Istogenesi dell’innesto Per la riuscita di qualsiasi tipo di innesto deve avvenire una saldatura tra i tessuti dell’oggetto e quelli del soggetto. Questo fatto è un vero e proprio miracolo della natura, ma richiede che alcuni requisiti siano soddisfatti, pena il fallimento dell’operazione. Ruolo fondamentale è quello del cambio, una esile parte di tessuto meristematico posto tra il libro (tessuto sotto la corteccia) e l’alburno (tessuto interno al cambio stesso) in grado di far accrescere le piante in senso diametrale e responsabile del lavoro di saldatura e cicatrizzazione di questo vero e proprio “matrimonio” tra parti di piante diverse.

Dopo che la marza e il portainnesto sono stati uniti, il cambio da ordine alle cellule di produrre il cosiddetto “callo di cicatrizzazione” e di moltiplicare la parte di tessuto del portainnesto, atta ad unire i canali vascolari dei due bionti, in modo che la nuova parte non muoia. Questo processo richiede alcuni giorni, ecco perché le marze devono essere assolutamente in stato di riposo al momento dell’innesto, mentre è auspicabile che il portainnesto abbia avviato l’attività vegetativa.

Affinità di innesto Tra piante di specie diversa non esiste affinità perché non c’è compatibilità tra i tessuti: il nesto non si salda al portainnesto o in breve tempo avviene il rigetto. Non si può quindi innestare un ciliegio su un olivo o su un melo. Esiste una affinità tra specie diverse appartamenti però alla stessa famiglia, (tra cotogno e pero, tra ciliegio di Santa Lucia e ciliegio dolce oppure, al limite, tra biancospino e pero o anche tra pesco e susino). E’ chiaro che hanno maggiore probabilità di riuscita quelle combinazioni in cui i due bionti sono botanicamente vicini.

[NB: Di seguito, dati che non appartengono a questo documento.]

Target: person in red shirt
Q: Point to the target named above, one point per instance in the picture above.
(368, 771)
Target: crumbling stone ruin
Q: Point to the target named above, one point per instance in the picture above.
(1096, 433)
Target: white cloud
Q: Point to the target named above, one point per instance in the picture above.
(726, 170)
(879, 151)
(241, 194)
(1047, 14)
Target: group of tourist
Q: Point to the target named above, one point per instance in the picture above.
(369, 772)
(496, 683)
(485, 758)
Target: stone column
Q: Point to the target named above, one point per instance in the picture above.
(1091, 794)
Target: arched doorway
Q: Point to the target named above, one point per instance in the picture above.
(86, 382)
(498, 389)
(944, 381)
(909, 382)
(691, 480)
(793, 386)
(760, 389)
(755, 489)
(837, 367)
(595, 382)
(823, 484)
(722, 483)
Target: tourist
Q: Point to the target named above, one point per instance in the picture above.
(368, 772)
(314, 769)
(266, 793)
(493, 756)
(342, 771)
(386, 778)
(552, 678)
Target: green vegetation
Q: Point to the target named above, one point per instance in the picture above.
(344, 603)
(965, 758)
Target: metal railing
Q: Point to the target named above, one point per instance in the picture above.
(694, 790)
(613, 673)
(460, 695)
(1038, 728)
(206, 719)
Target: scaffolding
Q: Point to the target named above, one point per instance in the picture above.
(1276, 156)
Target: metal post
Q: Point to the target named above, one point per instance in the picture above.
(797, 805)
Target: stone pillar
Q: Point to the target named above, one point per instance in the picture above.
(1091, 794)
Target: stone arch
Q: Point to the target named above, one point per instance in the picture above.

Innesto a marza Prevede l’impiego di una porzione (marza) di ramo lignificato provvista di 2-3 gemme, che viene inserita sul portinnesto mediante opportune fenditure e intaccature. L’epoca di esecuzione varia dalla seconda metà dell’inverno fino all’inizio della primavera e la marza deve trovarsi in totale stato di riposo. Le principali tecniche di innesto a marza sono: innesto a spacco diametrale (es. reinnesto vite), doppio spacco inglese, triangolo e corona (es. reinnesto fruttiferi). Marze: consigli per la raccolta e la conservazione – Come detto, la varietà deve essere affine al portainnesto. – Si prelevano rami di un anno provvisti di gemme a legno del diametro di circa 10 mm. – Il materiale deve essere esente da malattie. – Si scelga la marza prelevandola dalla parte mediana del ramo. – Epoca indicativa di raccolta: tra gennaio e febbraio. – Le marze vanno conservate a 4° C in sacchi di film nero (di solito si mettono nel frigorifero di casa in un sacchetto di plastica in cui siano stati praticati dei fori) ma possono essere tenute anche in cantina, sotto sabbia mantenuta umida ma non fradicia.

Al termine del lavoro si chiude la ferita con mastice per innesti.

Quando i due non vanno d’accordo… Che stare insieme sia una vera sfida lo sappiamo tutti e l’innesto delle piante rappresenta una metafora davvero azzeccata. E’ esperienza comune ritrovare grosse ciambelle anche a 1 metro da terra di vecchie piante da frutto. In questi casi l’innesto (il matrimonio) si è protratto a lungo ma è anche possibile che duri pochissimo con il risultato che il punto di innesto si frattura e le due parti si separano.